B = ((1 - x) - 0.05(1 - x) - 1 + 0.05)/(1 - 2(1 - x) + 2*0.05*(1 - x))
This is the second graph, and note that for a bet to be profitable the underdog needs a bet under the red curve and the favorite needs a bet over the green curve. If the bet is in between there neither person is getting a profitable proposition because of rake.
Now comes the fun part. To be profitable, how bad of a mistake does an opponent have to make. Obviously with rake if no one made mistakes and played hands face up everyone would lose. So if the hands were played face up and you played every hand perfectly, how bad of a mistake would an opponent have to make for you to profit? Well that's tough to quantify. I'm just thinking aloud here, but how about we quantify size of mistake as amount of extra money they will pay divided by bet size. This graph is already scaled by pot size, so we already don't have to worry about the units, so let's see what kind of mistake we need. Let's leave the r in just for kicks so we can do this for any rake r.
(((1 - x) - 0.05(1 - x) - 1 + 0.05)/(1 - 2(1 - x) + 2*0.05*(1 - x)) - (x - 0.05x)/(1 - 2x - 2*0.05*x))/(((1 - x) - 0.05(1 - x) - 1 + 0.05)/(1 - 2(1 - x) + 2*0.05*(1 - x)))
I'm not showing the work here, but with the R inserted, this simplifies down to:
(2R - 4RX)/(1 - 2X - 2R + 2RX)
This is how bad of a mistake they have to make for it to be profitable for you. If this number is 1 it means they have to call a bet of twice what would be profitable for them for it to be profitable for you, and so on and so forth.

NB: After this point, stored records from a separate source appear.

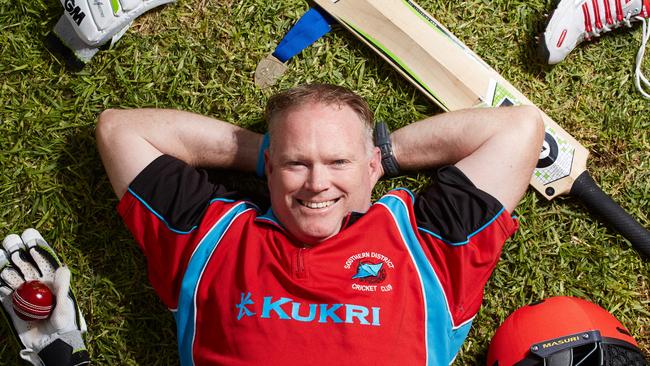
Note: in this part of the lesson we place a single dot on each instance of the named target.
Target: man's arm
(128, 140)
(496, 148)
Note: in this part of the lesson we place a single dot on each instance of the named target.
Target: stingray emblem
(368, 270)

The last graph is a graph of error, for how close a decision is. Note that as the edge gets closer to 0, it gets to the point where they need to make a huge mistake. A better mistake calculations I guess would be how much they lose by making that decision, but I'll save that for another day.
The important thing to note in that graph is that the mistake they need to make is a little under 0.15. So say you're playing $25nl (just easier for me to get an example), someone has a flush draw against you, the odds of hitting (X in the graphs) are 9/47. With the rake, they need 171/562=0.304*pot to have odds. With say a $2.50 pot (standard raise and call preflop), they could call a 76 cent bet and have odds. But since they need to make around an 0.15 mistake, they must pay ~87 cents to give you odds.
So you see this isn't terrible, but let's see what happens when you increase the rake. Make it 15%. All of a sudden they need less than 73 cents and you need more than $1.09. They must make a horrible mistake for you to profit. No particularly interesting conclusions, just showing how although current online is reasonable and possible to profit, raise the rake much more (10% gives 75 cents and 95 cents) and you need to have dumber and dumber opponents. Not sure of the normal rake but I've heard of live rakes being 10% and when you factor in dealer tips that rake can be pretty high. Anyway I thought I was going to be able to conclude something amazing from this but apparently not really. But I was able to quantify the kind of mistakes opponents have to make (they get very high for close to even money decisions, I tried to find that inflection point where the derivative = 1, that got way too tough to do by hand, you could do it on a calculator for each given r, but it's close enough to 0.5 with any reasonable rake that it really doesn't matter that much) as well as a formula for what kind of odds you need to have/give for a play to be profitable, given a probability, the rake, and the pot size. Sorry if you felt I just wasted your time with useless calculations.